The fast pace of issuance continued this week with 8 deals for approximately $2.4bn. Most of the activity took place in the US with 5 deals in total. Apptio, which offers cloud-based IT management, planning and optimisation solutions, priced a $125m, 5Y bond with a 0.875% coupon and 30% premium for general corporate purposes that may include working capital, capex and potential M&A. Repeat issuer, Herbalife, the nutrition company once described by Bill Ackman as a pyramid scheme, issued a $500m, 2024 convertible bond with 2.625% coupon and 30% premium. The proceeds will be used to repurchase a portion of the outstanding 2% 2019 convertible. REIT company, Blackstone Mortgage Trust, came back to the CB market with a $220m, 5Y maturity with 4.75% coupon and 15% premium to originate and buy additional commercial mortgage loans and other target assets and investments. In-vitro diagnostics company, Accelerate Diagnostics, brought a 5-year deal with a indicative coupon of 2-2.5% and premium of 27.5-32.5%. Final pricing is yet to be confirmed but the amount raised will be used to market existing products and for general corporate purposes. And fuel cell system developer, Plug Power, issued a $100m 5Y convertible to finance share buybacks, working capital, capex and potential M&A.

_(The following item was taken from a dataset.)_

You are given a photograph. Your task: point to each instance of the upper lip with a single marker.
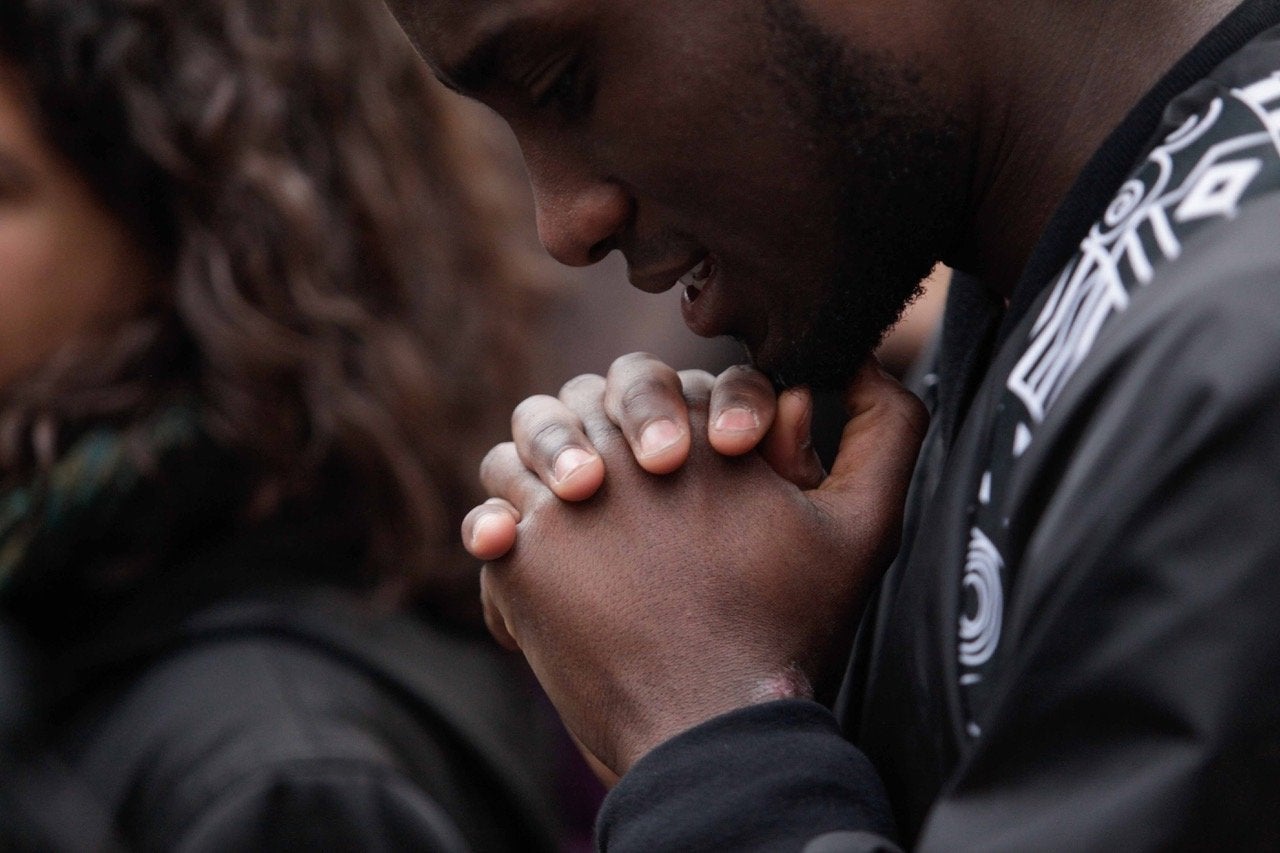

Europe saw 2 non-dilutive deals. The Anglo-Swiss Commodity Trading and Mining Company, Glencore raised $500m with a 7-year convertible. Although the issue has no coupon, the premium redemption structure means Yield to Maturity is 1% per annum and the proceeds will be used for general corporate purposes and to purchase cash-settled call options. Europe’s largest food retailer, Carrefour cited the same use of proceeds when it too came to the market with a second $500n non-dilutive convertible with 6Y maturity, 20% premium and 0.55% yield to maturity.
In Asia, Australian REIT and repeat issuer, Cromwell Property Group issued a €230m 7Y convertible with a 2.5% coupon and 7.5% premium. The company intends to extend its debt maturity and buy back its existing €150m 2020 convertible.
In the news this week, Ubisoft announced the successful placing of 13.4m shares at €66 in connection with Vivendi’s sale of its 27% stake and Tencent’s acquisition of 5% in the French video game developer. Despite the reduced probability of a takeover by Vivendi, the shares rallied over 3% on the day, closing over 6% above the placing price as investors focused on the company’s ability to accelerate the reach of its franchises in China.
Elsewhere, leading Japanese airline, ANA Holdings, announced the merger of its two budget carriers, Peach and Vanilla, to support its push into South-east Asia, as well as signing a codeshare with Alitalia, to help expand its European services.